Many people confuse ancestry, nationality, and ethnicity. They are quite different. 23andMe reports where your ancestors lived within the past 500 years. It is not what your nationality or ethnicity is because those are socio-political constructs... borders change all the time. A free service, Gedcom (you upload your raw genetic data from one of the companies to Gedcom), drills deeper and shows more ancient ancestry, as far back as 1,000+ years. Ancestry.com lays more emphasis on genealogy.

23andMe, the company I tested with shows my ancestry as:

European 90.5%
Italian 78.6%
Greek & Balkan 4.2%
Spanish & Portuguese 0.3%
Broadly Southern European 7.4%
Western Asian & North African 7.3%
Western Asian 6.6%

The missing percentages are "unassigned". That is, there aren't enough people in the database yet to match some of my DNA with.
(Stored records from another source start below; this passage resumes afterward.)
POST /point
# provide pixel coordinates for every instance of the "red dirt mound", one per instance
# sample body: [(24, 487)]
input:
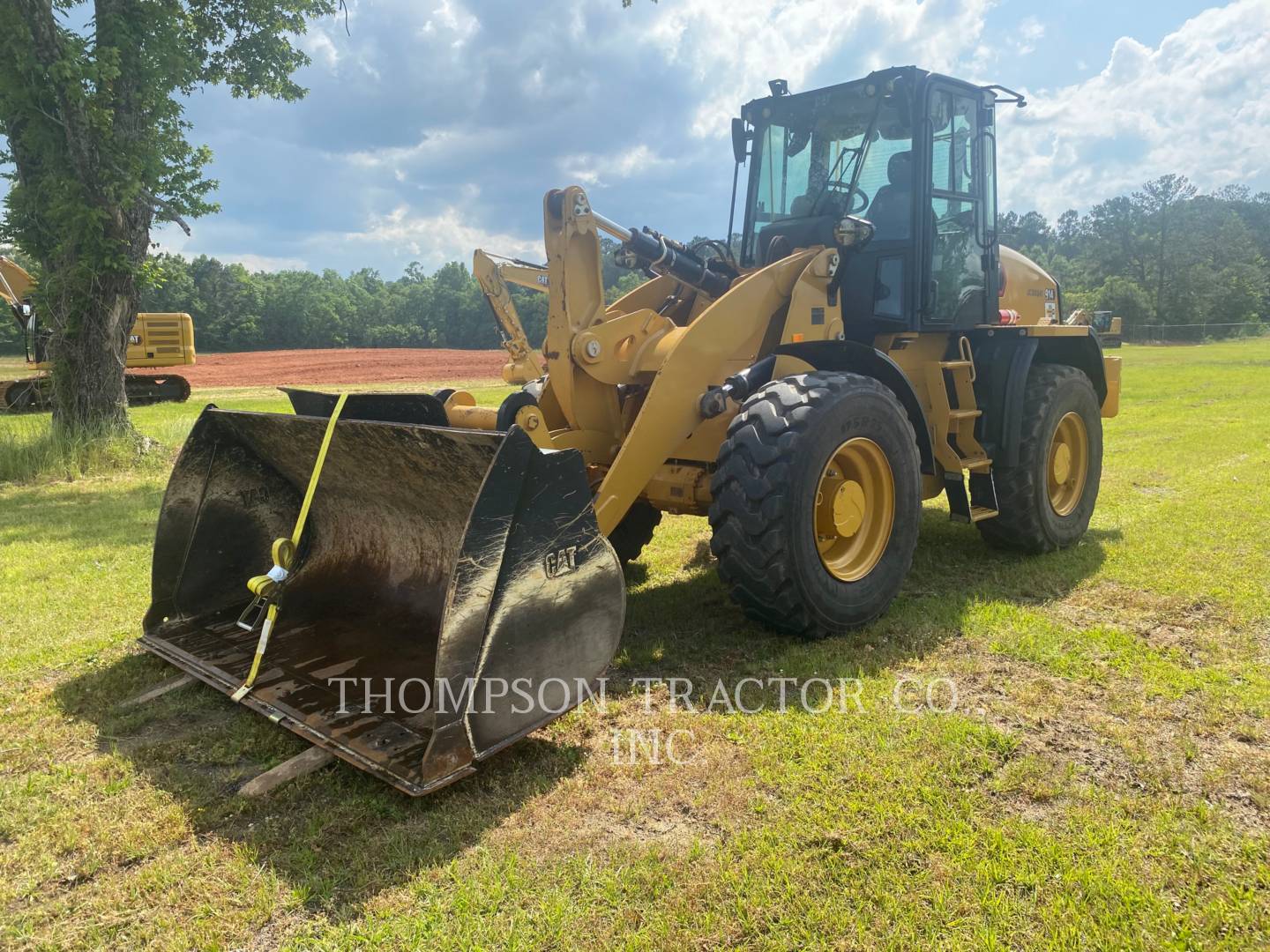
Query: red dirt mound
[(352, 366)]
The same principle applies to the numbers from Gedcom.

Gedcom goes further back:

North Atlantic 20.52%
Baltic 6.74%
West Med 21.62%
West Asian 12.74%
East Med 30.66%

So why does 23andMe show no North Atlantic or Baltic, and generally report different categories from Gedcom? Because Italy (especially Sicily and southern Italy), for example, was invaded and/or settled by Greeks, Normans, Vandals, Vikings and others from northern Europe, starting with the Vandals in the 5th century CE, to the Vikings and Normans beginning in the 10th century, with Greeks going back >2,000 years ago. Those are the groups that are the genetic make up of southern Italians.
 

ChristineM

"Be strong", I whispered to my coffee.
Premium Member
My hubby and i used a forensic dna laboratory before the trend for ancestry sites to get on the bandwagon. We were not looking for relatives, a lab wont do that, what we wanted was our own genetic history.

I knew my ancestors came from Scotland, the DNA confirmed that and went further back through Viking Norway, north west France and the black sea coast of Turkey

Perhaps not what you want but i would guess DNA testing is as accurate as the database the company uses.

Edit : an interesting point. At the same time we were researching our genealogy and discovered one of hubbys ancestors and one of mine sailed on the same ship to america in the early 1600s. They must have met with only 70 odd passengers on a long atlantic voyage.